Building Off 2022, The Steelers’ Offseason Identity Is Clear

Big men moving people. The Pittsburgh Steelers’ 2023 offseason approach is as clear as day. From the moves they’ve made to the ones they’re considering, there’s been a common theme.

In free agency, the team landed road-grader Nate Herbig to play guard. A wide body who will piss off a ton of defensive linemen, he’s the odds-on-favorite to start at left guard out of the gate.

Panning out, of the team’s five known pre-draft visitors, four match that theme. Three offensive linemen are being brought in: Ohio State OT Dawand Jones, Florida OG O’Cyrus Torrence, and Minnesota C John Michael-Schmitz. All big people and butt-kickers who can create first-level movement against the run. The fourth comes on the other side of the ball in Florida DL Gervon Dexter, another big, strong, and toolsy lineman who comes close to checking the boxes Pittsburgh wants.

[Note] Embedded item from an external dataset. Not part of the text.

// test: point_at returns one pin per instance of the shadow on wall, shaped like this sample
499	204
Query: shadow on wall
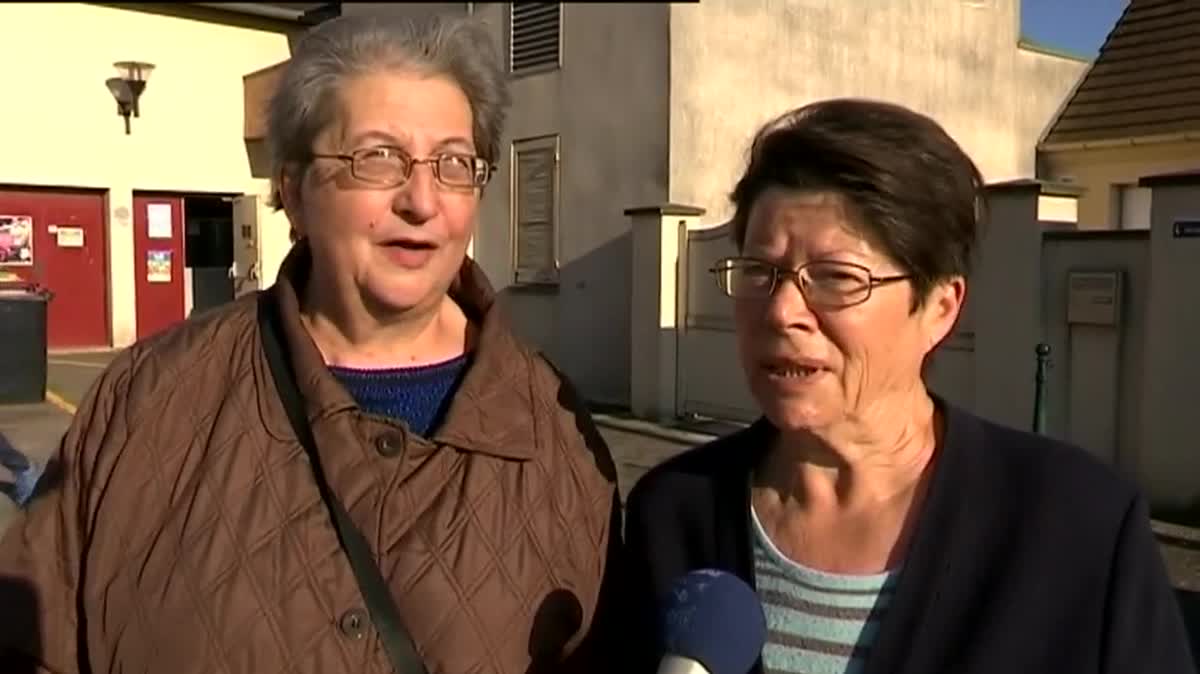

The only exception is CB Kelee Ringo.

While the team will bring in up to another 25 pre-draft visitors and there will be variance of different positions, the names we know coupled with Herbig’s signing, all point in the same direction. An emphasis on the trenches with big, physical dudes who will push their weight around and win the line of scrimmage. Though the level isn’t known, the team’s apparent interest in Orlando Brown Jr. is another reinforcing point.

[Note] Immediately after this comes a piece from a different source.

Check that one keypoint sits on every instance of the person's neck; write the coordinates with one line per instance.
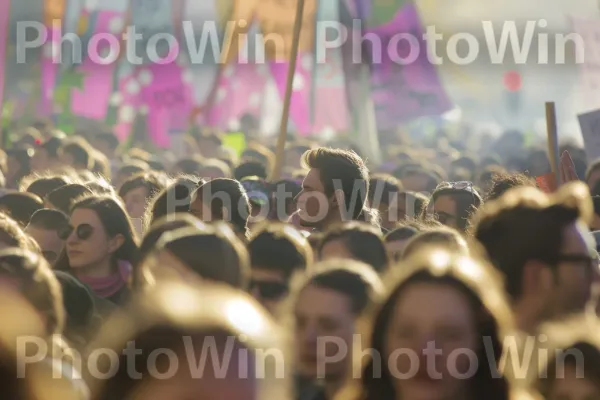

That’s what Pittsburgh’s offensive identity evolved into after the 2022 bye week. No one ran the ball more than the Steelers did after Week 9. While it was messy and ugly and sometimes boring, it worked. They won. Make no mistake this offense needs to open up, give Kenny Pickett more control, and not three-yards-and-a-cloud of dust their way all season. That might make you a competitive team but your playoff stay will be short. But this is who Pittsburgh wants to be and this is their first full offseason to build off that identity discovered and started last year.

In some respects, that’s where the NFL is trending toward. At least the ones without elite, established franchise quarterbacks. Over the past decade, the trickle-up from the college system made offenses, and by extension defenses, smaller, lighter, and faster. In its ever-cyclical nature, things are reverting back, teams zigging when the rest zag. Going bigger, running the ball, being more physical with linemen eating those 220-pound linebackers for lunch. That’s the direction Pittsburgh’s going, at least offensively. It’s what Baltimore and San Francisco have leaned on with success. Perhaps the team will even go further with top-line blocking tight ends. As of this writing, TE Zach Gentry remains a free agent. and while he has the size, his play was underwhelming last year.

This charted course stems from a number of directions. The way the team won last year. Assistant GM’s Andy Weidl’s influence as a former college guard who loves the trenches. And the chess game of beefing up when others aren’t.

Pittsburgh still has plenty more pieces to add. We don’t yet know how the roster is going to look. But we have a clue of where it’s headed and it’s one with a lot of size and plenty of power.